Entry-level unemployment at 5.6% is above the pandemic peak. The NY Fed explicitly notes that early-career experiences have lasting consequences, what economists call "scarring effects." People who start their careers in bad markets earn less for years, change careers more often, and build professional networks that are thinner than their peers who entered in stronger conditions.
This is a problem companies are participating in even when they're not trying to. The decision not to hire a new graduate this year because remote mentoring is hard isn't malicious. It's rational given the constraints. But the aggregate effect is a generation of workers whose human capital is being wasted before it develops.

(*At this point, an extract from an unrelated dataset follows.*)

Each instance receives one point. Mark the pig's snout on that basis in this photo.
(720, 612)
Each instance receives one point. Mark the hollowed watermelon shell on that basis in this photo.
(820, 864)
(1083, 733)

What Recruiters Should Do With This
Identify clients who recently implemented RTO. The NY Fed finding means companies that have shifted back to in-person or hybrid requirements are more likely to be ready to restart early-career programs. If a client went 5-days-in-office in Q1 2026, that's a tailored conversation about whether their entry-level pipeline needs rebuilding and whether they've updated their job requirements to reflect that.
Stop conflating entry-level and experienced-hire markets. The candidate pool dynamics are different. RTO hurts your candidate pool for senior roles. It may be an enabling condition for entry-level ones. Running the same analysis across both misses the distinction that matters.
Advise on structured onboarding, not just headcount. The reason remote work broke entry-level hiring is that informal mentorship stopped functioning. Companies rebuilding entry-level pipelines need more than headcount: they need a training architecture. A recruiting engagement that includes a conversation about onboarding structure is a more complete solution than one that only delivers resumes.
Watch software development specifically. Employment among developers aged 22-25 has fallen nearly 20% from its late-2022 peak, according to Yale School of Management analysis. Software dev job postings are down 53% from the same point. That cohort is also in the most AI-exposed sector. For tech-focused recruiters, the combination of remote work training barriers and genuine AI displacement of entry-level coding tasks means the headwinds are real and overlapping, not one problem but two.
The Actual Takeaway
The narrative that AI is eating entry-level jobs is not false, but it's incomplete in a way that leads to the wrong interventions. Remote work is the bigger variable for most sectors, and it's one that companies can change without waiting for the AI cycle to play out.
Companies that want to hire and develop early-career talent can do it. The structural fix is not complicated: create conditions where mentoring is possible. What's stopped most of them is an assumption that the problem is external - the AI environment, the talent market, the education system - when a significant portion of it is an internal policy choice they made in 2020 and never revisited.